Scheinkman, que dedicou décadas ao ensino de engenharia financeira em Chicago e Princeton e ainda leciona em Columbia, coordena desde abril o conselho de economistas criado pela presidência brasileira da COP30 para assessorar a elaboração do roadmap de Baku a Belém — documento estratégico sobre financiamento climático.

Em entrevista coletiva nesta terça-feira, durante a última reunião ministerial antes da conferência de Belém, ele expôs propostas e ressalvas sobre os caminhos para viabilizar a transição energética global.

O desafio é monumental: elaborar o plano de ação que deve traçar como mobilizar US$ 1,3 trilhão anuais em financiamento climático até 2035, meta definida há quase um ano na COP29 no Azerbaijão.

Para o economista, contar apenas com os mecanismos de mercado não será suficiente. "Os mercados não vão ser suficientes", afirmou. "A gente precisa financiar de qualquer maneira."

A urgência do tema foi dimensionada no domingo, 13, por relatório do Climate Policy Initiative/PUC-Rio (CPI/PUC-Rio), coordenado pelo economista Juliano Assunção, que também integra o conselho da COP30.

O estudo revelou que a restauração de áreas desmatadas desde 2001 nos 91 países com florestas tropicais poderia capturar até 49 gigatoneladas de CO₂ — quase um quarto do orçamento de carbono remanescente para limitar o aquecimento a 2°C.

As cicatrizes de 2008

A reserva quanto a soluções puramente financeiras tem raízes em experiências passadas. O professor assistiu de perto a crise das hipotecas de 2008, experiência que marcou profundamente sua visão sobre instrumentos complexos de crédito.

"Foi uma crise gerada pela ideia de que engenharia financeira abolia risco", explicou. "Pegavam um monte de projetos, botavam numa caixinha e diziam: 'como cada um tem um risco pequeno e você tem um pedaço de todos, você não tem risco nenhum'."

O problema, segundo ele, está em esquecer os riscos sistêmicos, como recessões ou aumentos globais de juros, que afetam todos os projetos simultaneamente.
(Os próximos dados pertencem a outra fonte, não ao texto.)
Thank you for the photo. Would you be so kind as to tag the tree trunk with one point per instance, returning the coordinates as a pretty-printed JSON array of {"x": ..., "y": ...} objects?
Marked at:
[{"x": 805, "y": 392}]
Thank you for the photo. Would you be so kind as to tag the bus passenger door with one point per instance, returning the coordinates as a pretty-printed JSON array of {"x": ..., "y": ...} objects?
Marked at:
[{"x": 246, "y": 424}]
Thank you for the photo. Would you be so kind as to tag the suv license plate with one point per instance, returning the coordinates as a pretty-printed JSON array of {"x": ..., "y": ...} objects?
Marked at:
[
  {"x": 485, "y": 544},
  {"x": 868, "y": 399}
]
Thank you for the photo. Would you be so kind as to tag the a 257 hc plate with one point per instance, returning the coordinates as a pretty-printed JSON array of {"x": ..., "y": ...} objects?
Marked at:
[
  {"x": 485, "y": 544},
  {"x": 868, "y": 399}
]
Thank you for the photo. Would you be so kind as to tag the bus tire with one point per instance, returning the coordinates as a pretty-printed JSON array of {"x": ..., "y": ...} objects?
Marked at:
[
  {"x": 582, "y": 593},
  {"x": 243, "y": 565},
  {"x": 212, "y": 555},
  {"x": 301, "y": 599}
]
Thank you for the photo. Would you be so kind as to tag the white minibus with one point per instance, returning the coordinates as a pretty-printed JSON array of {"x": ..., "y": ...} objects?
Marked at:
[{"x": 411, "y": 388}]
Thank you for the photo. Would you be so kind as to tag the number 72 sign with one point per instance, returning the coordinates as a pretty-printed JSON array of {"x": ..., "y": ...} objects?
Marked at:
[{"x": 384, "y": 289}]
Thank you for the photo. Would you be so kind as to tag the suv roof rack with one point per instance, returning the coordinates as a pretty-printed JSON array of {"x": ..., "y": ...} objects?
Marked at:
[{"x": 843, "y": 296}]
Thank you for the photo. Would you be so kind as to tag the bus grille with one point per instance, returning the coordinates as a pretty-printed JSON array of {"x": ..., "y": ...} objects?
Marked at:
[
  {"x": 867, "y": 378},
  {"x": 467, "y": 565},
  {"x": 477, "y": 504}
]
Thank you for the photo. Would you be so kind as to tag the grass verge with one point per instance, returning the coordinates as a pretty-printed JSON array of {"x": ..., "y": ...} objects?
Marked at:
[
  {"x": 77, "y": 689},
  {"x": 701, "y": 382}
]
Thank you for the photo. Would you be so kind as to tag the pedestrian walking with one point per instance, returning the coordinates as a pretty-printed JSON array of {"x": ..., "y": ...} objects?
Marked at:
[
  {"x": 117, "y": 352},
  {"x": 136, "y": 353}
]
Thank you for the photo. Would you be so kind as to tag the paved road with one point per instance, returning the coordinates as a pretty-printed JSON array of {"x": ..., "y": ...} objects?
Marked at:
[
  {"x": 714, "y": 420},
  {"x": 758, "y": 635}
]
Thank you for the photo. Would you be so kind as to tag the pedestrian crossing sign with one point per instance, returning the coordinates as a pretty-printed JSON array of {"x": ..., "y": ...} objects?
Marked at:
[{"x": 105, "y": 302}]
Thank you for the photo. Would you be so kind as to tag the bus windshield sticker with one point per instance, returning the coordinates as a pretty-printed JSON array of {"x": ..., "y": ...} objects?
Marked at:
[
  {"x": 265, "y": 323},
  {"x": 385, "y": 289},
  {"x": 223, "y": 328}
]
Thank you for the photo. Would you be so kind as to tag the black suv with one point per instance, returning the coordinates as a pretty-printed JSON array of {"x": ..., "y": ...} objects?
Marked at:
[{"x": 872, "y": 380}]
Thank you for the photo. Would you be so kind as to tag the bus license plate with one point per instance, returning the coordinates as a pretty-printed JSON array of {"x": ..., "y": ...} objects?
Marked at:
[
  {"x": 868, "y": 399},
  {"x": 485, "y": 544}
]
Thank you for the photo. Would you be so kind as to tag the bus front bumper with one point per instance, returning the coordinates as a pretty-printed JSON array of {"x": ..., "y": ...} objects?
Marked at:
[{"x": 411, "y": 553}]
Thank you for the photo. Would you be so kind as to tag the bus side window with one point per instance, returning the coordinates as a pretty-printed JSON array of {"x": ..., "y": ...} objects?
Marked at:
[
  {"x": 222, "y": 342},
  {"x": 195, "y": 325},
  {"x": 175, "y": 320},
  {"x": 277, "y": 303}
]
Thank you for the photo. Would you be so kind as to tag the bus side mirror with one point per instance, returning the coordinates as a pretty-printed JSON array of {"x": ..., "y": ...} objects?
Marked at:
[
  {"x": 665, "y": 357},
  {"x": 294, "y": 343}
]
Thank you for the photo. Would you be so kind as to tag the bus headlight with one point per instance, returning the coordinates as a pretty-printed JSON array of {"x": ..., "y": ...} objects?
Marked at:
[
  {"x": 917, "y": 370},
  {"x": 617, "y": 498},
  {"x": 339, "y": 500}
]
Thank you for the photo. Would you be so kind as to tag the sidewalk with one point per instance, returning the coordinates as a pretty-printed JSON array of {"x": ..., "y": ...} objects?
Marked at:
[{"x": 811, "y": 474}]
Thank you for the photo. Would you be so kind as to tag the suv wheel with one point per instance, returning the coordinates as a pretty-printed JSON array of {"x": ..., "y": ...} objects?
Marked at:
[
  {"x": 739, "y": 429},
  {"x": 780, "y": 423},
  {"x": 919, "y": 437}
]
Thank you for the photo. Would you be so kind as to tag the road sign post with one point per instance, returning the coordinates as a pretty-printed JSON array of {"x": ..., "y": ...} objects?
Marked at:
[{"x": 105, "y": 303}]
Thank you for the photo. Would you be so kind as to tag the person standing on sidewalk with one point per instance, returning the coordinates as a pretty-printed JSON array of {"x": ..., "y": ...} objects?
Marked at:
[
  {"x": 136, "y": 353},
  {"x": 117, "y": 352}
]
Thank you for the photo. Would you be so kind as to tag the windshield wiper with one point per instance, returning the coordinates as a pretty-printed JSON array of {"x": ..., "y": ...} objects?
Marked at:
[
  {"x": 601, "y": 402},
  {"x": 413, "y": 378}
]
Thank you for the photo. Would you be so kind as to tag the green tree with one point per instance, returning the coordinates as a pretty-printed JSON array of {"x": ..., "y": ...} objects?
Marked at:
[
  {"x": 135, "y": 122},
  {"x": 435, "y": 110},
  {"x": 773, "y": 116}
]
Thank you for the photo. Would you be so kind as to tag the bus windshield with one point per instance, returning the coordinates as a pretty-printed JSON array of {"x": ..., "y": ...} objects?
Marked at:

Essa cautela se estende aos chamados green bonds (títulos verdes), tão celebrados pelo mercado. "Não há nenhuma evidência empírica de que as pessoas estão dispostas a pagar um prêmio considerável ou até relevante para os chamados green bonds", afirmou, citando experimento alemão em que o governo emitiu dois conjuntos de bônus idênticos, um com cláusula de sustentabilidade. "Não há alguma demanda [diferenciada] para isso."

Ecoinvest: o modelo brasileiro

Por outro lado, o modelo de "financiamento catalítico" exemplificado pelo Ecoinvest Brasil, programa do Tesouro que oferece recursos a 1% ao ano para bancos que consigam alavancar o máximo de crédito para projetos climáticos — foi elogiado.

O mecanismo funciona por competição. "Se eu lhe dou US$ 1.000 e você diz 'com esses US$ 1.000 eu alavanco e dou US$ 8.000 de crédito para projetos que têm melhoria climática', ele vai ganhar do banco que diz 'eu só vou dar US$ 3.000'", explicou. A vantagem é clara: "É uma maneira que você gera o máximo de recursos, dado que você vai dar."

Essa análise vai ao encontro das prioridades apresentadas na abertura da Pré-COP30 pelo ministro da Fazenda, Fernando Haddad.

Na segunda-feira, 13, ele apresentou cinco prioridades estratégicas para ampliar o financiamento climático, consolidadas em relatório com mais de 1.200 contribuições coletadas pelo Círculo de Ministros de Finanças, iniciativa inédita liderada por Haddad desde abril, paralelamente ao conselho liderado por Scheinkman.

Entre as prioridades está justamente reformar os bancos multilaterais de desenvolvimento, tornando-os "mais ágeis, integrados e aptos a catalisar capital privado", em um diagnóstico que ressoa com as preocupações sobre eficiência dos mecanismos financeiros e a necessidade de ir além dos mercados tradicionais.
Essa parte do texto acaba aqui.